Another experiment found that, while its physical benefits were not apparent at this age, glibenclamide reduces liver fibrosis and senescence in 20.5-month-old mice. In these animals, the drug was found to have significant effects on H3K27me3 but not H3K4me3.
While its anti-aging effects have not been tested in human beings, glibenclamide is a drug that is already being prescribed in the clinic. If these beneficial effects can be confirmed in human beings, this drug might be more widely prescribed to slow cellular senescence, particularly in the liver. The researchers also suggest that derivatives of this drug could be developed to more precisely target MDH2 to further slow cellular senescence.
Literature
[1] Yan, K., Ji, Q., Zhao, D., Li, M., Sun, X., Wang, Z., … & Liu, G. H. (2023). SGF29 nuclear condensates reinforce cellular aging. Cell Discovery, 9(1), 110.

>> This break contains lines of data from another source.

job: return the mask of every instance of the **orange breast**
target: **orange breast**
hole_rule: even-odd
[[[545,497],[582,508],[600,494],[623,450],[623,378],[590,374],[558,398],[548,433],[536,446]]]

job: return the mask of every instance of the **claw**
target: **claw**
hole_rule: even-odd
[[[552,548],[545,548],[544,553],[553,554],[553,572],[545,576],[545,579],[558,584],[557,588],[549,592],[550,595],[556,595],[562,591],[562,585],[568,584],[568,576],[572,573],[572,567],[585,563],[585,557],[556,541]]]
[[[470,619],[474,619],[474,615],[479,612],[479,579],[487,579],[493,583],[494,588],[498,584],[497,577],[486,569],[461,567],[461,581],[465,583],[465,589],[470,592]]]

[2] Kotake, Y., Zeng, Y., & Xiong, Y. (2009). DDB1-CUL4 and MLL1 mediate oncogene-induced p16 INK4a activation. Cancer research, 69(5), 1809-1814.
[3] Zhang, B., Long, Q., Wu, S., Xu, Q., Song, S., Han, L., … & Sun, Y. (2021). KDM4 orchestrates epigenomic remodeling of senescent cells and potentiates the senescence-associated secretory phenotype. Nature aging, 1(5), 454-472.
[4] Hsu, C. L., Lo, Y. C., & Kao, C. F. (2021). H3K4 methylation in aging and metabolism. Epigenomes, 5(2), 14.
[5] Salminen, A., Kauppinen, A., Hiltunen, M., & Kaarniranta, K. (2014). Krebs cycle intermediates regulate DNA and histone methylation: epigenetic impact on the aging process. Ageing research reviews, 16, 45-65.
[6] Mao, Z., Liu, W., Huang, Y., Sun, T., Bao, K., Feng, J., … & Li, J. (2022). Anti-aging effects of chlorpropamide depend on mitochondrial complex-II and the production of mitochondrial reactive oxygen species. Acta Pharmaceutica Sinica B, 12(2), 665-677.
[7] Li, X., Yang, Y., Zhang, B., Lin, X., Fu, X., An, Y., … & Yu, T. (2022). Lactate metabolism in human health and disease. Signal transduction and targeted therapy, 7(1), 305.